Quel a été l'impact ce droit de vote aux femmes sur la société ? CHRISTINE BARD Le changement a été brusque pour certaines. Il y a des femmes qui n'ont pas apprécié cette évolution et qui restaient dans une attitude traditionnelle. Les femmes ont voté massivement. C'était un vote plus conservateur et plus modéré que les hommes. Mais ce qui n'a pas changé, c'est la masculinité du pouvoir, les hommes ont gardé les postes clés. Avant Simone Weil en 1974, il y a eu qu'une seule ministre : Germaine Poinso-Chapuis, elle est restée un an seulement au gouvernement entre 1947-1948. Ca fait très peu de femmes au gouvernement et très peu d'élues. Ce n'est pas qu'il y avait peu de femmes actives, mais le pouvoir est resté masculin et les hommes continuaient à occuper les postes sans chercher à le partager avec les femmes. A l'exception du parti communiste qui se distingue un peu par une attitude plus active à l'égard de la promotion des femmes en politique. Le droit de vote des femmes en 1944-45 n'a pas été la révolution que les féministes attendaient. C'était une égalité de droit, mais sans égalité de chances pour se faire élire.

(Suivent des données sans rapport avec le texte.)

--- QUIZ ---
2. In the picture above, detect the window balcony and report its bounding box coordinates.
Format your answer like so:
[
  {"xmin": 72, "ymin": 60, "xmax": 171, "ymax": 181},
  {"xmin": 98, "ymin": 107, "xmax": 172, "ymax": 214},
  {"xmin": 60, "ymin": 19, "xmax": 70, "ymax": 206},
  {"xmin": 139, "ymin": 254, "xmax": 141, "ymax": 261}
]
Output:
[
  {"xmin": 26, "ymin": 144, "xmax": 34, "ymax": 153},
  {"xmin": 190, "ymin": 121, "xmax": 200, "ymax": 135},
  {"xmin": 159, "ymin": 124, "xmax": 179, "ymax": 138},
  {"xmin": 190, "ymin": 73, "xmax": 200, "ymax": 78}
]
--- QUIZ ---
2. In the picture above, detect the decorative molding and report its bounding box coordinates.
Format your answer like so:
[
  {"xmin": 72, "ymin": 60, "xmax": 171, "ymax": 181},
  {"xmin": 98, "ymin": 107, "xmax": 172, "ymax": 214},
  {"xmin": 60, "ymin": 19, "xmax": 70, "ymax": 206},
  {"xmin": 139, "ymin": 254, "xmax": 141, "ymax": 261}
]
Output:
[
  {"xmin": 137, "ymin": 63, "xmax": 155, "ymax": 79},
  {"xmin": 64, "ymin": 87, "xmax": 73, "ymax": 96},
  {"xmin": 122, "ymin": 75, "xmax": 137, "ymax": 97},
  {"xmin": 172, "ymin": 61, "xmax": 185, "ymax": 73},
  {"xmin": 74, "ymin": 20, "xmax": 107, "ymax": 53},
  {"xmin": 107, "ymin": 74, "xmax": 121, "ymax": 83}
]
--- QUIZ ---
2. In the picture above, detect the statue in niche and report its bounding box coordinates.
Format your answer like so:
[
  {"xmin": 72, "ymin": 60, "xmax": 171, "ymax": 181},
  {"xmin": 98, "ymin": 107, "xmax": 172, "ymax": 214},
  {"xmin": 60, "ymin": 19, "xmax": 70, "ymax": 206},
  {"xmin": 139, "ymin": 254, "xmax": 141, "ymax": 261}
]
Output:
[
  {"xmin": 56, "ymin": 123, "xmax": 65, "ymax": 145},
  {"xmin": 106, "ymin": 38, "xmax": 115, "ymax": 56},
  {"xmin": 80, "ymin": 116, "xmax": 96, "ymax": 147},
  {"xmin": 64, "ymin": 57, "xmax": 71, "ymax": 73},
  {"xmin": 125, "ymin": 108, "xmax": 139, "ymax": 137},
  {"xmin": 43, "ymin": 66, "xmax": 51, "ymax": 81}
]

MICHELLE ZANCARINI-FOURNEL Sur le moment même, l'obtention du droit de vote des femmes n'était pas considéré comme un événement. Il y avait même cette idée que les femmes, il faut les aider à comprendre et les accompagner dans le processus de vote. Dans le "
Canard enchaîné" de cette époque, les caricatures étaient très anti-vote féminin, car le journal était très anti-clérical. Il y avait toute une série de caricatures où les femmes étaient représentées en prostituées, qui disaient "viens, je vais te faire voir ma carte d'électeur", ou bien des femmes avec des curés disant "c'est là qu'on dévote"... Il n'y a pas du tout un accueil enthousiaste de cette nouvelle mesure. Dans la première assemblée de 1946, les femmes élues l'ont été en tant que "femmes de" ou "veuves de", c'est-à-dire des femmes ou des veuves de résistants. Elles n'ont pas été élues en tant qu'individu femme.
Elles s'abstiennent plus et votent plus à droite jusqu'en 1981. Le suffragisme a été une revendication de longue durée. Après ça, il y a un renouveau de revendications féministes qui s'est porté autours des avortements clandestins à partir de 1956 ("planification de naissance") et le changement du droit car la condition civile n'avait quasiment pas évolué. Jusqu'en 1965, les femmes devaient demander l'autorisation du père ou du mari pour avoir un compte chèque. C'est à partir de cette date là que des droits ont été accordés. Le droit de vote des femmes n'a pas eu tellement d'effet, c'était "l'aboutissement d'un demi siècle de débats", disait Charles de Gaulle dans ses mémoires.